Re: RCU vs NOHZ

From: Paul E. McKenney
Date: Thu Sep 15 2022 - 12:06:12 EST


On Thu, Sep 15, 2022 at 10:39:12AM +0200, Peter Zijlstra wrote:
> Hi,
>
> After watching Joel's talk about RCU and idle ticks I was wondering
> about why RCU doesn't have NOHZ hooks -- that is regular NOHZ, not the
> NOHZ_FULL stuff.

It actually does, but they have recently moved into the context-tracking
code, courtesy of Frederic's recent patch series.

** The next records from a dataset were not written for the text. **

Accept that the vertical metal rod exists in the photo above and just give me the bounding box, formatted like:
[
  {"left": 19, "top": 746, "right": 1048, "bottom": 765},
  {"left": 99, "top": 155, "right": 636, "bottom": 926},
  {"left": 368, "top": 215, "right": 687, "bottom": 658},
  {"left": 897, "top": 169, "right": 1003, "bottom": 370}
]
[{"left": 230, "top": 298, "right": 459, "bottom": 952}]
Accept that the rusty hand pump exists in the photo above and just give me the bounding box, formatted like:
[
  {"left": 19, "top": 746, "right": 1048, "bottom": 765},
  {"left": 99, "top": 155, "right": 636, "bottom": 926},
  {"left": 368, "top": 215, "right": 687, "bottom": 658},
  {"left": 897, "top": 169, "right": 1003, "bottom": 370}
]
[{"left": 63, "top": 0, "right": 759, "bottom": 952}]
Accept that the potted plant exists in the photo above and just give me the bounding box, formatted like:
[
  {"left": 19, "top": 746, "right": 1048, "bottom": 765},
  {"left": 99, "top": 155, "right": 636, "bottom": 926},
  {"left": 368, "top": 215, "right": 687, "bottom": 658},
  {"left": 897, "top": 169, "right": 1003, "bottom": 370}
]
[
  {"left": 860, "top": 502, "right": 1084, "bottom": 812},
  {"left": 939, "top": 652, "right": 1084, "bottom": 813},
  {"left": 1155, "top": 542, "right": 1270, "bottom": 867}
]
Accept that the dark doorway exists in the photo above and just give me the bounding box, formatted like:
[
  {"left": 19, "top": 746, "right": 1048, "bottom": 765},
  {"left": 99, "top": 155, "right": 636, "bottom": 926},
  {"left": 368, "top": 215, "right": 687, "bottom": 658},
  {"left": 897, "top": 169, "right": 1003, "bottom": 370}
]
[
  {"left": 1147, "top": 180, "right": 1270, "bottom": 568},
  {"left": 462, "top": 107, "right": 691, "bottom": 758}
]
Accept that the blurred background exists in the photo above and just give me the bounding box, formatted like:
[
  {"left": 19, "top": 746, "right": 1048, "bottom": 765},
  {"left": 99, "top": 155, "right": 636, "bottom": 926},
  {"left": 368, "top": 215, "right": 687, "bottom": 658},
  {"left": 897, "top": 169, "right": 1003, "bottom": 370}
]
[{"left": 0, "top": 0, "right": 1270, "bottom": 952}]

> These deep idle states are only feasible during NOHZ idle, and the NOHZ
> path is already relatively expensive (which is offset by then mostly
> staying idle for a long while).
>
> Specifically my thinking was that when a CPU goes NOHZ it can splice
> it's callback list onto a global list (cmpxchg), and then the
> jiffy-updater CPU can look at and consume this global list (xchg).
>
> Before you say... but globals suck (they do), NOHZ already has a fair
> amount of global state, and as said before, it's offset by the CPU then
> staying idle for a fair while. If there is heavy contention on the NOHZ
> data, the idle governor is doing a bad job by selecting deep idle states
> whilst we're not actually idle for long.
>
> The above would remove the reason for RCU to inhibit NOHZ.
>
>
> Additionally; when the very last CPU goes idle (I think we know this
> somewhere, but I can't reaily remember where) we can insta-advance the
> QS machinery and run the callbacks before going (NOHZ) idle.
>
>
> Is there a reason this couldn't work? To me this seems like a much
> simpler solution than the whole rcu-cb thing.

To restate Joel's reply a bit...

Maybe.

Except that we need rcu_nocbs anyway for low latency and HPC applications.
Given that we have it, and given that it totally eliminates RCU-induced
idle ticks, how would it help to add cmpxchg-based global offloading?